小学校で給食を楽しむ児童。学校給食も食材価格高騰のあおりを受けており、栄養バランスの取れた給食を提供するため、栄養士らは頭を悩ませている

 混乱の続く国際情勢や円安に伴う食材高騰が、県内の学校給食にも影響を与えている。新型コロナウイルス禍などで家計負担が増す中、給食費への反映も難しく、給食の現場では調理や献立の工夫で乗り切ろうと知恵を絞る。

 「ほとんどの(食材の)単価が上がっている。特に給食で毎日使うような油や調味料などが高い」。原町二小(南相馬市)の栄養士竹沢さち子さん(54)は話す。南相馬市は本年度、子育て世帯の負担軽減を目的に小中学校の給食費を無償化したが、そこに急激な食材の高騰が重なった。

 同市によると、給食の予算は「価格変動や高騰を見据えて計上している」といい、積み増す予定などはない。一方で、食材価格高騰の対応と子どもたちの栄養バランスの両立を図るため、現場では献立などに工夫を凝らしている。サラダのドレッシングを市販のものから手作りにしたり、献立を油を多く使う唐揚げから照り焼きに変えたりしながら、厳しい状況に対応している。竹沢さんは「子どもたちの栄養を偏らせるわけにもいかない。おかずを減らすのではなく、工夫しながら給食を提供していきたい」という。

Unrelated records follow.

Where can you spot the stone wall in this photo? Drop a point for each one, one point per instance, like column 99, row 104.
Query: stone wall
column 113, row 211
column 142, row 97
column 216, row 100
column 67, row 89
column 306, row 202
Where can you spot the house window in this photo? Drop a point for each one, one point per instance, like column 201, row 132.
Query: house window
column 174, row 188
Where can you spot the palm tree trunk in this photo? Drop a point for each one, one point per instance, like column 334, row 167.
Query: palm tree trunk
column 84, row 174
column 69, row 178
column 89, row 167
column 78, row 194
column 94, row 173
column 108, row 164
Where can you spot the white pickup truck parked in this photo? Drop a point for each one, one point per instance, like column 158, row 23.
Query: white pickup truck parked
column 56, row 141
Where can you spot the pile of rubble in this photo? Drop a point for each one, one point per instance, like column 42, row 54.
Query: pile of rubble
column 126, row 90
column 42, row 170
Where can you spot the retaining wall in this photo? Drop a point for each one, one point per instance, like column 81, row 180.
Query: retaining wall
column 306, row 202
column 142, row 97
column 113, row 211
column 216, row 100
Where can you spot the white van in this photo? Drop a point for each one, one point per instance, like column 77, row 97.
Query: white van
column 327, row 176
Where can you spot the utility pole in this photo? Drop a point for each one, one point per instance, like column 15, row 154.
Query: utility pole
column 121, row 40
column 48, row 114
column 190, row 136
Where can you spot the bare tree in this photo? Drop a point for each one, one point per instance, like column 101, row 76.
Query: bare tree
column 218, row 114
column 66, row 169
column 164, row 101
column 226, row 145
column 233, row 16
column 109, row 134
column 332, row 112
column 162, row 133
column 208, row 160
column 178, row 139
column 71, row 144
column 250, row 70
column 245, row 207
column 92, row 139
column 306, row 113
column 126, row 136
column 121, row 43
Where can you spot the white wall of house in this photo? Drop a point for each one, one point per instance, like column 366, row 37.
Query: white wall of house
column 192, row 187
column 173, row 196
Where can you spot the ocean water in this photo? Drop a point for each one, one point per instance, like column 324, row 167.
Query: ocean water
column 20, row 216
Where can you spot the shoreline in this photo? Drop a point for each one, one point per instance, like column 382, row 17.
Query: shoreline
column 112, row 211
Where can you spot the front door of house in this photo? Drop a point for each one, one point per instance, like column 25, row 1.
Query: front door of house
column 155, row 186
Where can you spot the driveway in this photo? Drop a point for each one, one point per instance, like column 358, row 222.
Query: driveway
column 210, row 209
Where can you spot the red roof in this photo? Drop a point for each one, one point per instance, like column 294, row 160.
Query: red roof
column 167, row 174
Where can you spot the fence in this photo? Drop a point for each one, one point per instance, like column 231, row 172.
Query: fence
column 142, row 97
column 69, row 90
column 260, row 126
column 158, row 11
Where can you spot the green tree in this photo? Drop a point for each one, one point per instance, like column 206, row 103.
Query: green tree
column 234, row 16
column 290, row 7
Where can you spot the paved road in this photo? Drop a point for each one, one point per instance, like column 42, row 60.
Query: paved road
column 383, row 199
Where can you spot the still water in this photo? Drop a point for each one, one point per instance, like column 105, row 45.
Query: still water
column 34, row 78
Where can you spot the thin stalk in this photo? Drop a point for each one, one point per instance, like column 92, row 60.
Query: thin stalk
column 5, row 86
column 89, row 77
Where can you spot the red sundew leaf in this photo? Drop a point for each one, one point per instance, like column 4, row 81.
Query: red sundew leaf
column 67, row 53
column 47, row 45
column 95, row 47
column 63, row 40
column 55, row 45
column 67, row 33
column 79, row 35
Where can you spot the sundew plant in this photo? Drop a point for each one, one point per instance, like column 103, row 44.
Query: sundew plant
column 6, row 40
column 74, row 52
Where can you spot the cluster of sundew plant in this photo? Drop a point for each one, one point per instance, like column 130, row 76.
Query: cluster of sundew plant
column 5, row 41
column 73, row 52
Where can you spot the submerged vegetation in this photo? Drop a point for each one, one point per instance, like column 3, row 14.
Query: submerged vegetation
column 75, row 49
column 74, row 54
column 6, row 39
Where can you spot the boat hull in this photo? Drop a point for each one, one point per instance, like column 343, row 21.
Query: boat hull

 県内では、子育て支援などから給食費の無償化など公費補助に取り組む自治体が増加。さらに長期化するコロナ禍と物価高騰が家計に与える影響も大きくなっており、自治体も給食費の値上げには慎重だ。

 物価上昇を受け、2020年に給食費を値上げしたいわき市。食材の高騰によって再度、給食費の値上げが必要な状況になりつつあるという。しかし、市教委の担当者は「見直したばかりというのもあるが、何よりコロナ禍で家計負担が増えている」といい、コロナ対策に使える地方創生臨時交付金で値上げ分を穴埋めし、維持したい考えだ。ただ、高騰が長期化した場合の対応は不透明だ。「費用を抑えるために年間契約している食材もあり、現場の工夫にも限界がある。高騰が収まるか国全体で対応を検討してほしい」と願う。

 会津若松市でも、値上がりする油の使用量を減らすために給食の揚げ物を煮物に変えるなど、一部の献立を見直すことで食材高騰に対応している。価格が比較的安い地元産に食材を変更することも工夫の一つという。食材高騰が深刻化すれば値上げも視野に入るが、市教委は「高騰は3月に始まったばかりで、値上げを検討するにはデータが少ない。データがそろってから対応を検討したい」としている。

 県内、食用油6割値上がり

 県内の学校に給食用の食材を供給する県学校給食会によると、食材の多くで値上がりが続いている。

 特に深刻なのは揚げ物などに使う食用油だ。仕入れ価格は昨年6月と比べて6~7割も上昇しているという。同会の斎藤保事務局次長によると「大豆や菜種などの原材料不足をはじめ、人件費や物流コストが価格を押し上げている」という。

 パンや麺に使う小麦の仕入れ価格も昨年6月からの1年間で2割上昇した。斎藤事務局次長は「ウクライナ情勢の推移によってはさらなる上昇もあり得る」と警戒感を強める。年度内の卸価格は据え置く考えだが、先の見通せない状況が続いているという。